States Take Aim At Health Insurance Providers Fee In New Litigation

courtIs another case related to the Affordable Care Act en route to the Supreme Court docket?

By Lynsey Mitchel and Rachel Landauer on November 2, 2015Posted in Centers for Medicare and Medicaid Services (“CMS”), Medicare

Three states—Kansas, Louisiana and Texas—filed a complaint in federal court on October 22, 2015 challenging the constitutionality and legality of the Affordable Care Act’s health insurance providers fee.[1]

The health insurance providers fee is an annual fee imposed on various health insurance issuers.[2] Regulation establishes an aggregate amount to be collected each year. (The total for the 2015 fee year, for example, is $11.3 billion.) The fee owed by a given entity is based on the ratio of its net premiums written for insurance of U.S. health risks during a data year to the aggregate net premiums written for insurance of U.S. health risks of all covered entities in the same period. Covered entities generally include companies licensed to provide insurance under state laws, health maintenance organizations and, most relevant to the lawsuit, entities providing health insurance under Medicare, Medicaid and the Children’s Health Insurance Program (CHIP).

Standards adopted by the Centers for Medicare and Medicaid Services identify an actuarially sound capitation rate for a Medicaid managed care organization as one that reflects the fee and, since the fee is not tax deductible, tax amounts the organization will pay on the fee.[3] Therein arises the controversy. In states contracting with managed care organizations to provide Medicaid and CHIP—states such as Kansas, Louisiana and Texas—a portion of the fee burden thereby falls on the state.

The plaintiffs contend that the health insurance providers fee is unconstitutional and illegal on a number of grounds. Among them is the argument that the fee is an unconstitutionally coercive exercise of Congressional power. Capitation rates that do not take into account the fee are not certifiable as actuarially sound and, therefore, state payments to the managed care entities are ineligible for federal matching funds. Yet the federal portion of the states’ Medicaid budgets is substantial. In Texas, for example, federal Medicaid funds represented approximately 17% of the total state budget for 2015. The plaintiffs also argue that the federal government’s reliance on actuarial standards published by the American Academy of Actuaries comprises an unconstitutional delegation of rulemaking authority to a private entity.

As to relief, the states seek declaratory judgment in their favor, a refund of fee amounts already paid and an injunction enjoining the federal government from (a) collecting the fee from states or Medicaid and CHIP managed care organizations and (b) denying Medicaid and CHIP funds following a refusal to pay the fee.
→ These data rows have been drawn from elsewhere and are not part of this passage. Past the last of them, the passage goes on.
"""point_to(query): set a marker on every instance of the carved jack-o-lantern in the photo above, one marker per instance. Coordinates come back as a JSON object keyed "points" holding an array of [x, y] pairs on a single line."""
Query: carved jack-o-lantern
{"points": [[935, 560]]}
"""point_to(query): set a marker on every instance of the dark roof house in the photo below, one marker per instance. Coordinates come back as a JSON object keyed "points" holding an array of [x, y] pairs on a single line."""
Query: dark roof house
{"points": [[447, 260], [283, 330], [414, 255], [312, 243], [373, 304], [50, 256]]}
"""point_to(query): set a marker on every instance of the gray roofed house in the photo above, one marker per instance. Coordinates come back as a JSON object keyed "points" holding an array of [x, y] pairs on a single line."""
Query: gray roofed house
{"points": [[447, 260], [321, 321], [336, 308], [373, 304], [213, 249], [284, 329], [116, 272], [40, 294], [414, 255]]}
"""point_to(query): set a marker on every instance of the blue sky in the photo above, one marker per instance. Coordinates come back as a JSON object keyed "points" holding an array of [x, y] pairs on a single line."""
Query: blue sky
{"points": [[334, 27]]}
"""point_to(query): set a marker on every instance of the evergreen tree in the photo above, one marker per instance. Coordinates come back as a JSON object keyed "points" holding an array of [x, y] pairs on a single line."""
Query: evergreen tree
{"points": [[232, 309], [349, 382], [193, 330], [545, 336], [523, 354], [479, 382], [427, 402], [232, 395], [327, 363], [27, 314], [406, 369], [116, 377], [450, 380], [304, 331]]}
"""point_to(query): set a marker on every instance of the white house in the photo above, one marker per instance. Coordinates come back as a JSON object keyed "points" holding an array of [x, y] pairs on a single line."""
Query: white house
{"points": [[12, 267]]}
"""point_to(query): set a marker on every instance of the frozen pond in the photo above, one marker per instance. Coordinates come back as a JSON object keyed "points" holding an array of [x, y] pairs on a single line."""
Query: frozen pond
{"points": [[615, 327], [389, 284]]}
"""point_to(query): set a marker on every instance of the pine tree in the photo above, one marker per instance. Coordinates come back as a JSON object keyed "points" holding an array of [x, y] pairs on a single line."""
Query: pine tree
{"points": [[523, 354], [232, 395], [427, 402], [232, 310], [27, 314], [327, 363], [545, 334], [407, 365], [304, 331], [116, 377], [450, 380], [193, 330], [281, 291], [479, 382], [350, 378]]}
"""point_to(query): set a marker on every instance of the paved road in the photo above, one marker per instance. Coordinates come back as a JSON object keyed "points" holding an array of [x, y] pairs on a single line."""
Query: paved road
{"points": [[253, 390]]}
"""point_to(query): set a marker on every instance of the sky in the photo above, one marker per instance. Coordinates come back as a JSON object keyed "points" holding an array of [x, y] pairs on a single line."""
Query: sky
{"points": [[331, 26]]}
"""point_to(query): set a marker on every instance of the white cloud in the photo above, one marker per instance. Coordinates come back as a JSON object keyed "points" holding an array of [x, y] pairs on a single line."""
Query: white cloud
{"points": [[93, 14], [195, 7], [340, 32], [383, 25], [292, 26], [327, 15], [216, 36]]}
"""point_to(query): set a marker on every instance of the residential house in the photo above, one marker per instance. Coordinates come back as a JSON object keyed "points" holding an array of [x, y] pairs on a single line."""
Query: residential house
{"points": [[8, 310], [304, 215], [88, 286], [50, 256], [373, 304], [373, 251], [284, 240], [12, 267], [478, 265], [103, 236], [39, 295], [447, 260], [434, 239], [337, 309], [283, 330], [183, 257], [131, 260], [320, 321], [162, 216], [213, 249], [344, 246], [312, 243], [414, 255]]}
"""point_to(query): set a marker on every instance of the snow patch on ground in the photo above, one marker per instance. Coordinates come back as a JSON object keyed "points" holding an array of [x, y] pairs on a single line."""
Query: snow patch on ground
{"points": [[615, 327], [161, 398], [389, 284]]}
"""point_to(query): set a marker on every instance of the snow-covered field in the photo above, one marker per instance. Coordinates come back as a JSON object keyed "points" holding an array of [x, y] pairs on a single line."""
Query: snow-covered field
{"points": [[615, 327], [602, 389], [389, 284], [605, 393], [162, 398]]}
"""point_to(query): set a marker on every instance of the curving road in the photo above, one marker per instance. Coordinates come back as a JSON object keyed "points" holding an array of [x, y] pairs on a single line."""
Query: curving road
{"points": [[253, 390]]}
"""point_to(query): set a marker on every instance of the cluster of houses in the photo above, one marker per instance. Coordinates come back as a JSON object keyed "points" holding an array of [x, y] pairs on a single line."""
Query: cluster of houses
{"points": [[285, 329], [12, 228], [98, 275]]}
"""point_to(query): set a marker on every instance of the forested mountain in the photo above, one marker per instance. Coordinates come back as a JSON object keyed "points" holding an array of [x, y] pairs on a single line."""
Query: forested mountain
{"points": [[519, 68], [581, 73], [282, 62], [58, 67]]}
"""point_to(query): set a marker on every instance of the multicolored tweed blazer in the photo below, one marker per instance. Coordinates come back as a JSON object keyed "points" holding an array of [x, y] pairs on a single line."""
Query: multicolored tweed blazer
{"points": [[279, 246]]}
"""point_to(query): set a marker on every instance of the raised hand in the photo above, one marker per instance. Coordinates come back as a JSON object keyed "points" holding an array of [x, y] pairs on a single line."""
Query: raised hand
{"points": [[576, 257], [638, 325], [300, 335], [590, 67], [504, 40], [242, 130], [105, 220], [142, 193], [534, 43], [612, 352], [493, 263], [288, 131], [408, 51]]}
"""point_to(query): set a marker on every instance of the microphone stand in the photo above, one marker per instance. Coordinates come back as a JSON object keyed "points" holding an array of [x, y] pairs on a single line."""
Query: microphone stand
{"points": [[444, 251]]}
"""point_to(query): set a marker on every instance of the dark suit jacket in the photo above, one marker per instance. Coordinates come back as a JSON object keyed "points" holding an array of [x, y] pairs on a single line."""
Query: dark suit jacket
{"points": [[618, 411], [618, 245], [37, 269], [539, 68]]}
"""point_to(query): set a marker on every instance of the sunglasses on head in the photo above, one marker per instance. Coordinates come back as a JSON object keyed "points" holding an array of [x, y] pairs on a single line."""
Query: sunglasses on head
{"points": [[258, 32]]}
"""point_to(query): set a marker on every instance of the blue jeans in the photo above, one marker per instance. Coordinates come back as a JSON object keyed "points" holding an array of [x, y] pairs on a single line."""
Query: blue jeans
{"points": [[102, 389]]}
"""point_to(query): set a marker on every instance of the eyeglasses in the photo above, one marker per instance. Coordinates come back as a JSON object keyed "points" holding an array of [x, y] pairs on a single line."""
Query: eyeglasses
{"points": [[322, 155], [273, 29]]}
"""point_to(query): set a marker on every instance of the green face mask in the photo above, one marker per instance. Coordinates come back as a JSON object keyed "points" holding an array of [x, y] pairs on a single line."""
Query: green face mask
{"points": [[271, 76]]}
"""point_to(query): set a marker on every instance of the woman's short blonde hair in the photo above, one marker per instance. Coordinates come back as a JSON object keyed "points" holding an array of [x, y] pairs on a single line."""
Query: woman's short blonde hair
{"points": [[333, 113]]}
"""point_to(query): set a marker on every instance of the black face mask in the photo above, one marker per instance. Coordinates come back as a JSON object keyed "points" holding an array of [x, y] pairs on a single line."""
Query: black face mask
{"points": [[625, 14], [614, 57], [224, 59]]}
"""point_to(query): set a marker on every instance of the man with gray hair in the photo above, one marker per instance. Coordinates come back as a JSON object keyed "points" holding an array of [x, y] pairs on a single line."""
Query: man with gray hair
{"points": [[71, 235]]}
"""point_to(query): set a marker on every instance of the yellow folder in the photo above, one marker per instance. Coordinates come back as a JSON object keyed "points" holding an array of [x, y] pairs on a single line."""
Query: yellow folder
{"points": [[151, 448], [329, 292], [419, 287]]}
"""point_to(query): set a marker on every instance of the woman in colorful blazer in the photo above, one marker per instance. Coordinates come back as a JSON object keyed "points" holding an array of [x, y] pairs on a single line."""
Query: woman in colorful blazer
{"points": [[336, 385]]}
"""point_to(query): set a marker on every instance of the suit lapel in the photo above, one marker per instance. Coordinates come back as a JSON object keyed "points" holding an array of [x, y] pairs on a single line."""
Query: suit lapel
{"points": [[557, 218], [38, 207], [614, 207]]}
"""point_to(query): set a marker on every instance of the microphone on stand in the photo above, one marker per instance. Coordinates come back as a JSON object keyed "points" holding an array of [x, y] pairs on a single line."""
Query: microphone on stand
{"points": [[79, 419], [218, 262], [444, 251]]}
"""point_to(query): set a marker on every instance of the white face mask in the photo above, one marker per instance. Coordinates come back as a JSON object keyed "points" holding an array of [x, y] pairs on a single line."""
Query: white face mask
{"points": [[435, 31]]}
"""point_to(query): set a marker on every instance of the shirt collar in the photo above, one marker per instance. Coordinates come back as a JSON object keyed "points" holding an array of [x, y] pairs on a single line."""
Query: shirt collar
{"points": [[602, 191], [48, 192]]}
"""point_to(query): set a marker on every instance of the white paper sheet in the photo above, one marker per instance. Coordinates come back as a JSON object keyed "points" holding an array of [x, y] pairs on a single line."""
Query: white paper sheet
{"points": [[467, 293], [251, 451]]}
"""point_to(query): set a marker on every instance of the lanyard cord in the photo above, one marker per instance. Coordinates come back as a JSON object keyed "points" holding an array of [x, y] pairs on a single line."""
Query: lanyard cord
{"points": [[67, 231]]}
Is another case related to the Affordable Care Act en route to the Supreme Court docket? Will the government proffer a resolution? Exemption from the fee provision already exists for some entities, such as certain non-profit corporations. At the time this post was written the defendants—the United States of America, the Department of Health and Human Services, the Internal Revenue Service, and Sylvia Burwell and John Koskinen in their official capacities—had not filed an answer; It is too early to predict how the challenge will proceed from among the many potential outcomes.


[1] The Complaint is available here.

[2] The fee was enacted as § 9010 of the Affordable Care Act.

[3] This practice was recently set forth in actuarial standard of practice No. 49, Medicaid Managed Care Capitation Rate Development and Certification, published by the Actuarial Standards Board in March 2015.